Why Switch To High Mileage Oil?
If you’re asking what oil you should use for high-mileage vehicles, then high-mileage oil is the short and sweet answer. Apart from what’s obviously stated in the name, there are other reasons why switching to high mileage oil is a smart move on your part
- Extra Detergents
Thanks to the extra detergents included in its formulation, high mileage oil can help keep older engines running clean. This oil does an excellent job at minimizing sludge presence in older engines.
2. Sealant Conditioners
Through time and usage, the seals in your engine may shrink and lose elasticity. When that happens, your car’s engine may have leaks, poor performance, and even cause filthy emissions. The added sealant conditioners in high mileage oil can help reduce or eliminate such problems. These additives can recondition the seals in your old engine to boot.
3. Anti-Friction And Anti-Wear Formula
High mileage engine oil is designed for older vehicles with high mileage. It’s formulated with additives that reduce friction between metal parts, thus helping prevent further engine wear and tear.

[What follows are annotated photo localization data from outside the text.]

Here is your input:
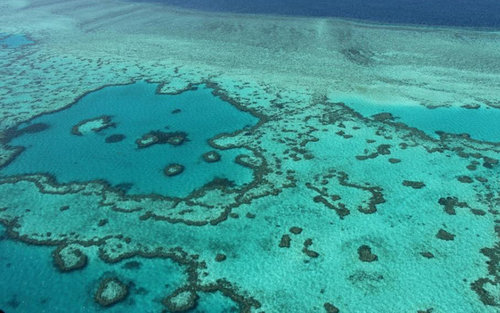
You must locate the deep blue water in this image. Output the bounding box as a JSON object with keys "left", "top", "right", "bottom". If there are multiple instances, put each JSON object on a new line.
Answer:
{"left": 131, "top": 0, "right": 500, "bottom": 28}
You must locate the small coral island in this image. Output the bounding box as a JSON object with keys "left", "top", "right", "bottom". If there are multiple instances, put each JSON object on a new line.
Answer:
{"left": 71, "top": 115, "right": 115, "bottom": 136}
{"left": 202, "top": 150, "right": 221, "bottom": 163}
{"left": 136, "top": 130, "right": 188, "bottom": 149}
{"left": 164, "top": 163, "right": 185, "bottom": 177}
{"left": 94, "top": 277, "right": 129, "bottom": 307}
{"left": 163, "top": 289, "right": 198, "bottom": 312}
{"left": 52, "top": 244, "right": 88, "bottom": 272}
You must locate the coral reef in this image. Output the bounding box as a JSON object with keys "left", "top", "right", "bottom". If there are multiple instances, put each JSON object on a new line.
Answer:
{"left": 94, "top": 277, "right": 129, "bottom": 307}
{"left": 164, "top": 163, "right": 185, "bottom": 177}
{"left": 202, "top": 151, "right": 221, "bottom": 163}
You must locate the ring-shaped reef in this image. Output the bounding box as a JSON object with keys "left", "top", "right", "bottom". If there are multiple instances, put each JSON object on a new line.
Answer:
{"left": 0, "top": 81, "right": 258, "bottom": 197}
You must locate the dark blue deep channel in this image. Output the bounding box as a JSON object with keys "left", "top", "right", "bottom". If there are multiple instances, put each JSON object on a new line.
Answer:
{"left": 129, "top": 0, "right": 500, "bottom": 28}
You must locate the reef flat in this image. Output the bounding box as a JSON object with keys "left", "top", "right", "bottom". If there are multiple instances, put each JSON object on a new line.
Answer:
{"left": 0, "top": 0, "right": 499, "bottom": 312}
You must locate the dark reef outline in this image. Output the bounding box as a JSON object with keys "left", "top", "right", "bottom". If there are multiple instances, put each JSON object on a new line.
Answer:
{"left": 0, "top": 78, "right": 271, "bottom": 311}
{"left": 0, "top": 79, "right": 272, "bottom": 225}
{"left": 0, "top": 75, "right": 498, "bottom": 309}
{"left": 70, "top": 115, "right": 115, "bottom": 136}
{"left": 0, "top": 216, "right": 262, "bottom": 312}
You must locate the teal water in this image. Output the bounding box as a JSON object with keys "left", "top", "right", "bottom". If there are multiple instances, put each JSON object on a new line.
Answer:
{"left": 190, "top": 292, "right": 238, "bottom": 313}
{"left": 1, "top": 82, "right": 258, "bottom": 196}
{"left": 0, "top": 227, "right": 188, "bottom": 313}
{"left": 0, "top": 33, "right": 34, "bottom": 48}
{"left": 0, "top": 5, "right": 499, "bottom": 312}
{"left": 339, "top": 97, "right": 500, "bottom": 142}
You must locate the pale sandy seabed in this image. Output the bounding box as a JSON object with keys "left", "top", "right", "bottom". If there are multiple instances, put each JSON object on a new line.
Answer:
{"left": 0, "top": 0, "right": 499, "bottom": 312}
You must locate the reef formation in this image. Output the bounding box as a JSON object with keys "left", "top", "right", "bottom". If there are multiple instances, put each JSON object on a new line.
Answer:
{"left": 0, "top": 0, "right": 499, "bottom": 312}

4. Odometer Reads 75,000 To 100,000 Miles
There’s a reason why it’s called ‘high mileage engine oil’—it works for older vehicles with high mileage. If your car has run at least 75,000 miles, you may consider switching to this type of engine oil. When a vehicle has traveled this distance, engine wear and tear may be slowly creeping in and affect its performance. You may experience
- increased fuel consumption,
- the slow start in hot or cold temperature,
- reduced gas mileage,
- high emission, or
- leaks in the engine.
These signs are often brought by filth and sludge in the engine. Using high mileage oil can mitigate these issues.
5. Loud Engine Sound
Switching to a high mileage oil helps if your engine’s sound has become louder than usual or if you hear rattling when it’s running. These problems may indicate that you need to use motor oil with higher viscosity and denser composition. You can find such characteristics in high mileage engine oils.
The Bottom Line
If you’re driving an older vehicle that has traveled at least 75,000 miles, you may consider using high mileage oil on your next preventative maintenance. A high mileage engine oil has detergents and additives that may help in reconditioning engine sealants and minimizing sludge deposits. Ultimately, it provides more protection for all the moving parts in your older engine.
While mechanics emphasize that this type of engine oil isn’t some magic solution that can bring back your car’s performance when it was brand new, it does help in extending the life of older engines that have gone way beyond their warranty period.